SW managed is going to be lower power, since it's effectively behaving like a 2nd level set of registers. You only access the particular cells you need, and you don't do the tag check. It could be faster since you don't have any TLB on the critical path or the tag check.

Intel has lots of experience building fast and low-power caches. Let me address these two issues separately (although they are intertwined).

First, latency. The full tag check can be done off the critical path. That is, the tag array lookup is done in parallel with the data array lookup. In a direct-mapped cache, this is easy to do. For a set-associative cache you need to know where to look (or do a *really* wide lookup in the data array, which is not low power). One way to do this is have a partial tag array. A partial tag array keeps just enough bits to usually know where in the data array to look in most cases. This partial tag array is really small, so it can accessed really quickly before the data array lookup. Such a structure can be highly accurate and low power. You still need to do the fully tag and TLB lookups, but these can be done in parallel with the data array access.

Another option is to just add a cycle of latency to the cache lookups (but still have it fully pipelined). Between smart compiler scheduling (putting independent instructions in the shadow of the load) plus the hardware multithreading, I suspect the CPUs will still be fully utilized even if the cache has an extra cycle of latency (remember, GPU is about overall throughput and not so much about the latency of an individual thread).

Ok, what about the power implications? As tags are only a few dozen bits, doing a tag lookup and comparison is small in comparison to reading out a 64-byte (512-bit) vector register out of the cache. The same is true with the TLB lookup. Especially as these lookups can be done off the critical path, the transistors used for those lookups can be slower (and thus use less dynamic and static power).

So, yes, a hardware-managed cache might have a little higher latency and use just a little more power. I think this price is a reasonable one to pay to avoid explicit memory transfer operations and to have the option of the programming models enabled by hardware caches and global on-chip cache coherence.
 
In addition to that, my 2x estimate was (as I mentioned when I gave it) probably substantially too optimistic.

Yea, the 2x for defect tolerance was too optimistic (but optimistic in a way that makes your earlier estimate more conservative, which I appreciate).


All in all, I'd certainly expect the cost difference to be much smaller than my on-the-back-of-the-envelope 5x calculation.

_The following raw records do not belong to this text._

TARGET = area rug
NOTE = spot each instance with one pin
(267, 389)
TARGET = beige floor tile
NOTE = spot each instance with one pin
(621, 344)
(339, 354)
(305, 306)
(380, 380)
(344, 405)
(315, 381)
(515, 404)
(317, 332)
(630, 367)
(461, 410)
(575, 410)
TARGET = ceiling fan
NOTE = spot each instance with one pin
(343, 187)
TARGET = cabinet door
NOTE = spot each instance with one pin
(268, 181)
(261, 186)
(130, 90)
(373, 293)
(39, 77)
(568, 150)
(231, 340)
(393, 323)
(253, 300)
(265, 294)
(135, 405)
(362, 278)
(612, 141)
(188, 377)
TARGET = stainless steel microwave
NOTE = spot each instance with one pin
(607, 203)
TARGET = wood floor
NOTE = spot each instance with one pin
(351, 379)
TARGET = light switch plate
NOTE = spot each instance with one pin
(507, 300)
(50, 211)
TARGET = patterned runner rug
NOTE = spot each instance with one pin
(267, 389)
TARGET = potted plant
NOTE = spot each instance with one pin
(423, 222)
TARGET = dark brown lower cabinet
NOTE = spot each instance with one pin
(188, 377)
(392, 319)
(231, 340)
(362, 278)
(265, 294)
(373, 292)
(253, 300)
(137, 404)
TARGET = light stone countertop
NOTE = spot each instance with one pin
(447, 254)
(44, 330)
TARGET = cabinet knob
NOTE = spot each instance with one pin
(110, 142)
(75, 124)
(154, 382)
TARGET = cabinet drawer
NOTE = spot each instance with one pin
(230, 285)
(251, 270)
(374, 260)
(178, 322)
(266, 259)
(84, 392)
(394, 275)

Perhaps in the '20-50% less expensive' kind of range for TSMC wafers, excluding the performance disadvantage. This is all highly approximative and it's really hard to tell though, so take this with a lot of salt and please don't kill me if you disagree with those numbers! :)

I think we've done a good job of exploring some of the process issues between TSMC and Intel. I suspect there is a lot more known about TSMC's process (just because of its foundry business model), where Intel is likely a bit more vague about the specifics of the 45nm. For example, Intel won't say what metal alloy they use for their metal gates in 45nm.

I really don't think Intel wants to use their most advanced fab process for GPUs. But if push comes to shove, they can likely make some GPUs on their top-end fab with some extreme binning just to prove they can make a leading-edge part.
 
When I said "big-10", I actually meant schools in the Big Ten. I realize it was ambiguous.

That said, your list of two schools is a good list of some of the top CE schools. I wouldn't include Harvard, but I would include Princeton. For computer architecture specifically, I also include UC-San Diego (UCSD) and Georgia Tech.

That's right, I forgot about the southern campus of the UW and Georgia Tech ; )

DK
 
Intel has lots of experience building fast and low-power caches. Let me address these two issues separately (although they are intertwined).

First, latency. The full tag check can be done off the critical path. That is, the tag array lookup is done in parallel with the data array lookup. In a direct-mapped cache, this is easy to do. For a set-associative cache you need to know where to look (or do a *really* wide lookup in the data array, which is not low power). One way to do this is have a partial tag array. A partial tag array keeps just enough bits to usually know where in the data array to look in most cases. This partial tag array is really small, so it can accessed really quickly before the data array lookup. Such a structure can be highly accurate and low power. You still need to do the fully tag and TLB lookups, but these can be done in parallel with the data array access.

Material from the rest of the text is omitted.